• Lesson 5 - Theories of Learning

    • Compulsory Reading

    • Activity (Reflective Thinking, Note Taking and Discussion)

      Choosing a Theory of Learning

      Entwistle (2010) states:

      There are some important questions to ask when considering how much weight to place on evidence or how valuable the theory will be for pedagogy. For example:

      1. Is the theory derived from data or observations in an educational context?
      2. Is the theory presented in language that is readily intelligible to teachers?
      3. Can the aspects identified as affecting learning be readily changed [by the teacher]?
      4. Does the theory have direct implications for teaching and learning [in the particular context in which you are working]?
      5. How realistic and practical are the suggestions?
      6. Will the theory spark off new ideas about teaching?

      It is not sufficient for a pedagogical theory simply to explain how people learn; it also has to provide clear implications about how to improve the quality and efficiency of learning.

      Using Entwistle’s criteria and your own knowledge and experience of teaching, answer the questions below.

      1. Which theory of learning do you like best, and why? State what main subject you are teaching.
      2. Does your preferred way of teaching match any of these theoretical approaches? Write down some of the activities you do when teaching that ‘fit’ with this theory.
      3.  Does your teaching generally combine different theories – sometimes behaviorist, sometimes cognitive, etc.? If so, what are the reasons or contexts for taking one specific approach rather than another?
      4. How do you think new digital technologies, such as social media, affect these theories? Do new technologies make these theories redundant? Does connectivism replace other theories or merely add another way of looking at teaching and learning?

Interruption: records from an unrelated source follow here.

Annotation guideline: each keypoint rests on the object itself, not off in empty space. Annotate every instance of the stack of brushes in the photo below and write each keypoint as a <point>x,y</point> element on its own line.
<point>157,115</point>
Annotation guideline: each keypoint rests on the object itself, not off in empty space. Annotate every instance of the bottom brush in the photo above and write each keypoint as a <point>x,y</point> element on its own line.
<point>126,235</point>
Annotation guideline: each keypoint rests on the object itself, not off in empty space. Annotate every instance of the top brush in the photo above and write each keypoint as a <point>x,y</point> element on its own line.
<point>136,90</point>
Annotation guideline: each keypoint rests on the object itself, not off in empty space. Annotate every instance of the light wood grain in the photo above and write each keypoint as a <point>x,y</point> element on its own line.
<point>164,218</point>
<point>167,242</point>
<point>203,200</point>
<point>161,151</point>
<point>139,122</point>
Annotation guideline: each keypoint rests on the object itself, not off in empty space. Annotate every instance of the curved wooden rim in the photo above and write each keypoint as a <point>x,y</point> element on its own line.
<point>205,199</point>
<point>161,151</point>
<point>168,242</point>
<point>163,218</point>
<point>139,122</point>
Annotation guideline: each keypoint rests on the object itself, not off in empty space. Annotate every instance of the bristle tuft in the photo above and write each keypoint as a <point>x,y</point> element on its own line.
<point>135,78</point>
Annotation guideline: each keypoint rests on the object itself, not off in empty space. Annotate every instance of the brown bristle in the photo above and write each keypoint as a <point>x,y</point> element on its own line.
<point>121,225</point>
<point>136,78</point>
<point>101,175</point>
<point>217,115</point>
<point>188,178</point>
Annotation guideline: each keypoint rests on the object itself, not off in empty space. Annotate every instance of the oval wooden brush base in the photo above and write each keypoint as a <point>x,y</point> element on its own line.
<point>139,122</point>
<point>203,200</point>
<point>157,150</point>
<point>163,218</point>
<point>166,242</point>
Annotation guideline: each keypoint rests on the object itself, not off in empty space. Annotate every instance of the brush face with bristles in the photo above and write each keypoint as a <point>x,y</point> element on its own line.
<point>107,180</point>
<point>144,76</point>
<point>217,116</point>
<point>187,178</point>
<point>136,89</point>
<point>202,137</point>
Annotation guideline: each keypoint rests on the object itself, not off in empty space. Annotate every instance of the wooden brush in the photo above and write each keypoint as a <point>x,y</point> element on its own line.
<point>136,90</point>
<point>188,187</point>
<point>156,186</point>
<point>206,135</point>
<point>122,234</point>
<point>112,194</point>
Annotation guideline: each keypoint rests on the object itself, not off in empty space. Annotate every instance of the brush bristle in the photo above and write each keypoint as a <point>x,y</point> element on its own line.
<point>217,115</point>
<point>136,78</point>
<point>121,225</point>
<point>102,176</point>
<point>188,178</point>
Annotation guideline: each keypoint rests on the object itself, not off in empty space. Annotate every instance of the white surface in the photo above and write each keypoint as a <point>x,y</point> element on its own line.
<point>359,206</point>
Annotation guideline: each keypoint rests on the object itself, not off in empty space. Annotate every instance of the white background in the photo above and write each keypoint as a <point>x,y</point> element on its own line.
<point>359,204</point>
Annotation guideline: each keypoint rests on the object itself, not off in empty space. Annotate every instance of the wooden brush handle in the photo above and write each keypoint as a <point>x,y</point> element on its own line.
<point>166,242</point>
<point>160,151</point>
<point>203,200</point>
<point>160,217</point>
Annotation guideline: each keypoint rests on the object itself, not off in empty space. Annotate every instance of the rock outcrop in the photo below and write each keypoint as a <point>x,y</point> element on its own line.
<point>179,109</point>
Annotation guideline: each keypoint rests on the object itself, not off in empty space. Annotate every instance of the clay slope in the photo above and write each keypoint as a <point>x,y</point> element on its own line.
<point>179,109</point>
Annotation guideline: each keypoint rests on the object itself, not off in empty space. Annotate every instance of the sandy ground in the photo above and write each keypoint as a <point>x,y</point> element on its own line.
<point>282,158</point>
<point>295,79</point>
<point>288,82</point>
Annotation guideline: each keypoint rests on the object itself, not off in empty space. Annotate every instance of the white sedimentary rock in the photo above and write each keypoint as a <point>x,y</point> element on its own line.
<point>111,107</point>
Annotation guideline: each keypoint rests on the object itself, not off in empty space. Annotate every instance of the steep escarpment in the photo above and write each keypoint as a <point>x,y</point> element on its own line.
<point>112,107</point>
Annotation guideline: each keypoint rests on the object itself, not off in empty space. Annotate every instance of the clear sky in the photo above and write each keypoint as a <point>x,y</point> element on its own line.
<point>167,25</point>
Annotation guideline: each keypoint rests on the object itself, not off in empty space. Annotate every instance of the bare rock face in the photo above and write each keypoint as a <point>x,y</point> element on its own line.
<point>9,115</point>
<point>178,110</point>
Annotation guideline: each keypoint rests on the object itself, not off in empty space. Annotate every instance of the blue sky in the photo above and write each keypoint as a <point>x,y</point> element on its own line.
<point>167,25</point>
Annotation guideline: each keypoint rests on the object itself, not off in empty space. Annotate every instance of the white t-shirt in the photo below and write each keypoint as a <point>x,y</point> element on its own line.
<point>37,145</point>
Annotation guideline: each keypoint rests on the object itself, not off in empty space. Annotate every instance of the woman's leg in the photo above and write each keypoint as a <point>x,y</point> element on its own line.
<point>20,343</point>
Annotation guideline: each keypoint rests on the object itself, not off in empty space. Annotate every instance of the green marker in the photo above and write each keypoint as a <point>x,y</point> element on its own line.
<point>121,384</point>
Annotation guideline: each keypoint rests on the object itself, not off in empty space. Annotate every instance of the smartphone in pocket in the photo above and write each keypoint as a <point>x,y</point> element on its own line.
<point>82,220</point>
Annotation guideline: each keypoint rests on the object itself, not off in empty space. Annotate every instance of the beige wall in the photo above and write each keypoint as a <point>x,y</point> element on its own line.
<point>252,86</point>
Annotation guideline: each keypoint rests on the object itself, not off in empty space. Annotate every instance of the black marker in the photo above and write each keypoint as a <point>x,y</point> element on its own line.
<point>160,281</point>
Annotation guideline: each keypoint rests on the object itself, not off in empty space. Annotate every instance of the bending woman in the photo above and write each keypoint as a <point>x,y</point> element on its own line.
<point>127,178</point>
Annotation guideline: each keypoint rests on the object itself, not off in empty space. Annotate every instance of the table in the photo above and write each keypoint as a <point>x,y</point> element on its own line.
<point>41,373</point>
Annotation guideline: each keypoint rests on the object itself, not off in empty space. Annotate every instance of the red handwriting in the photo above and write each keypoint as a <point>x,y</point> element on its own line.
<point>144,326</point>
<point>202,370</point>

      Share your reflection in Lesson Five Forum.

    • Knowledge Check

    • Key Takeaways

      Key takeaways from this lesson are:

      • Teaching is a highly complex occupation, which needs to adapt to a great deal of variety in context, subject matter and learners. It does not lend itself to broad generalizations. Nevertheless, it is possible to provide guidelines or principles based on best practices, theory and research, that must then be adapted or modified to local conditions.
      • Our underlying beliefs and values, usually shared by other experts in a subject domain, shape our approach to teaching. These underlying beliefs and values are often implicit and are often not directly shared with our students, even though they are seen as essential components of becoming an ‘expert’ in a particular subject domain.
      • No single method is likely to meet all the requirements teachers face in the digital age.
      • Nevertheless, some forms of teaching fit better with the development of the skills needed in a digital age. In particular, methods that focus on conceptual development, such as dialogue and discussion, knowledge management (rather than information transmission), and experiential learning in real-world contexts, are all methods more likely to develop the high-level conceptual skills required in a digital age.
      • Traditional classroom teaching, and especially transmissive lectures, were designed for another age. Although lectures have served us well, we are now in a different age that requires different methods.
      • The key shift is towards greater emphasis on skills, particularly knowledge management, and less on memorizing content. We need teaching methods for teaching and learning that lead to the development of the skills needed in a digital age.